Juntaram mais uma as duas e
agora de três em três, passaram sebo nas canelas, a mão no guarda-chuva e
prontas para qualquer dificuldade, foram ao doutor perguntar: “Diga logo, seu
doutor, se isso é mesmo daqui. Pode menino novo ter a cor do mirt...?
“Shhhhht! Shhh!”, disse uma
das três, sem deixar terminar “... não diga a cor do menino, o doutor precisa
ver. Sem colocar os olhos nele, não irá acreditar. Vamos logo, seu doutor, o
senhor vem explicar, como pode criança nova ser a...”
Agora foi a vez do médico: “...
parem de falar!
Senhoras acalmem-se todas, desse
modo não posso dizer que estão a cometer um erro, o menino não irei ver. Nascem
crianças a toda hora, cada qual da sua cor. E cor não é problema, não é doença,
não gera dor.”
Resmungando saíram elas, de
braço e de três em três.
Descontentes com a fala do
médico procuraram em outro lugar.
As três de cada três juntaram
uma a mais: formaram-se estranhos quartetos, pares de braços a se enganchar...

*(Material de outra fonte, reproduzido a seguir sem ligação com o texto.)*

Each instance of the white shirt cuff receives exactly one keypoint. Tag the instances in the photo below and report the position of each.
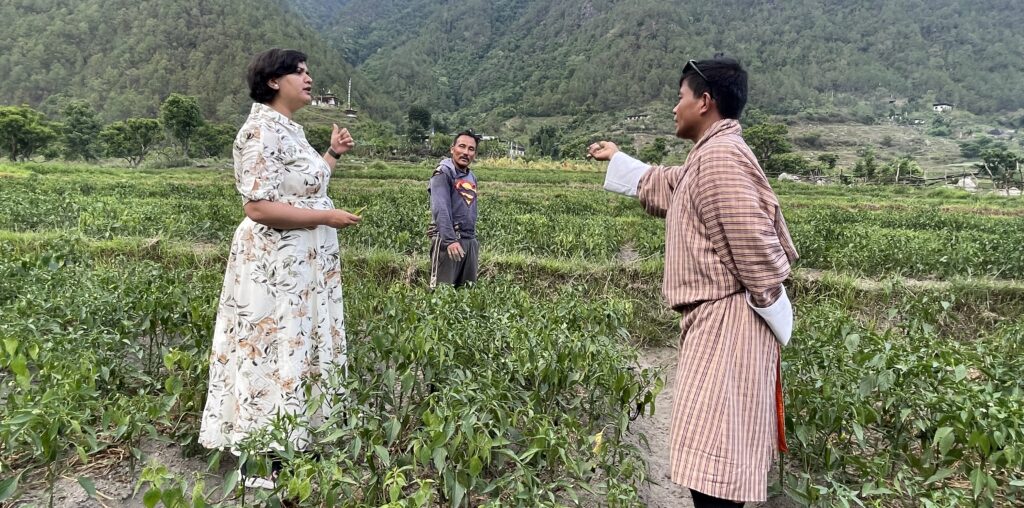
(624, 174)
(778, 315)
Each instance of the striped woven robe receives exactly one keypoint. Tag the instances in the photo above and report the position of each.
(725, 236)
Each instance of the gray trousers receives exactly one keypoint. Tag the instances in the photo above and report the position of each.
(446, 270)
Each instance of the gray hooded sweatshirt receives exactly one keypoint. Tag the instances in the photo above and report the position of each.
(453, 202)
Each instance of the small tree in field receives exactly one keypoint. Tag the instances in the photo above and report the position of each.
(23, 132)
(655, 152)
(132, 138)
(181, 117)
(81, 131)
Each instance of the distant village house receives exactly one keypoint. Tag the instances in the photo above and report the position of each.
(326, 99)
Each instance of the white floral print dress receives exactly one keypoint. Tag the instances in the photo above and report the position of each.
(280, 320)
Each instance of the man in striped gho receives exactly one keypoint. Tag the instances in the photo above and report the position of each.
(727, 252)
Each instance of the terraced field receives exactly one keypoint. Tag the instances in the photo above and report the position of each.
(903, 382)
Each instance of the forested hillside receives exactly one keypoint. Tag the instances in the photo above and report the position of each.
(506, 58)
(538, 57)
(125, 56)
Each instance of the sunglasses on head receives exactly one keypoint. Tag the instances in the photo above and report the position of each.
(693, 64)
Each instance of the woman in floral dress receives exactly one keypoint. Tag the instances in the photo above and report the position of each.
(280, 321)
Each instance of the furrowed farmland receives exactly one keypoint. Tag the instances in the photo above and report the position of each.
(903, 384)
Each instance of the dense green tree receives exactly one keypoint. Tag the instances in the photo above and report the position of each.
(526, 57)
(440, 144)
(654, 152)
(419, 123)
(901, 168)
(23, 132)
(181, 117)
(768, 140)
(866, 165)
(132, 139)
(545, 142)
(828, 161)
(125, 56)
(791, 163)
(213, 140)
(320, 137)
(80, 133)
(973, 147)
(1000, 164)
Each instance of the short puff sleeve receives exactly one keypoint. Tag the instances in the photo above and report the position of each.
(259, 164)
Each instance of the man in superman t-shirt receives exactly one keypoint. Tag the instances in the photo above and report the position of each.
(454, 250)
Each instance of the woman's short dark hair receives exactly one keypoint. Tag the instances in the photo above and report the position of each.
(267, 66)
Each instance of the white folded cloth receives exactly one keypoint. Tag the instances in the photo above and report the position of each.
(778, 315)
(624, 174)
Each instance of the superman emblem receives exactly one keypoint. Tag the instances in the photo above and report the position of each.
(466, 188)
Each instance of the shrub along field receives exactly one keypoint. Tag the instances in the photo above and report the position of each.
(518, 391)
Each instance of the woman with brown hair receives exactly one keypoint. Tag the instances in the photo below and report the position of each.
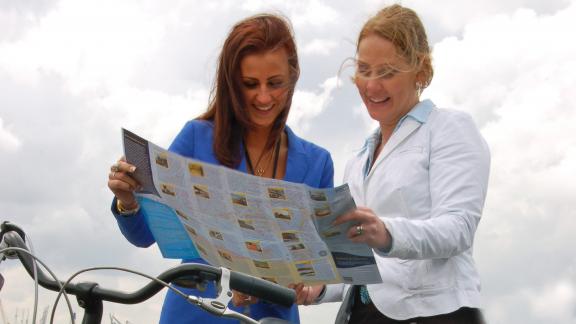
(244, 129)
(420, 182)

carregavam uma pergunta dúbia, difícil de expressar.
Agitadas pelo desejo de descobrir
uma razão não
percebiam quanto perdiam do que pensavam procurar.
Pares de pernas divididas, ritmo
rápido... “tac, tac! tac, tac!”... de quatro em quatro invadiram a farmácia.
Seu Lúcio era homem antigo, de tudo
um pouco conhecia.
Haveria de saber o que ninguém
entendia.
Outra vez vai a pergunta, agora em
coro maior, sobre o menino que nascera com a cor do mir...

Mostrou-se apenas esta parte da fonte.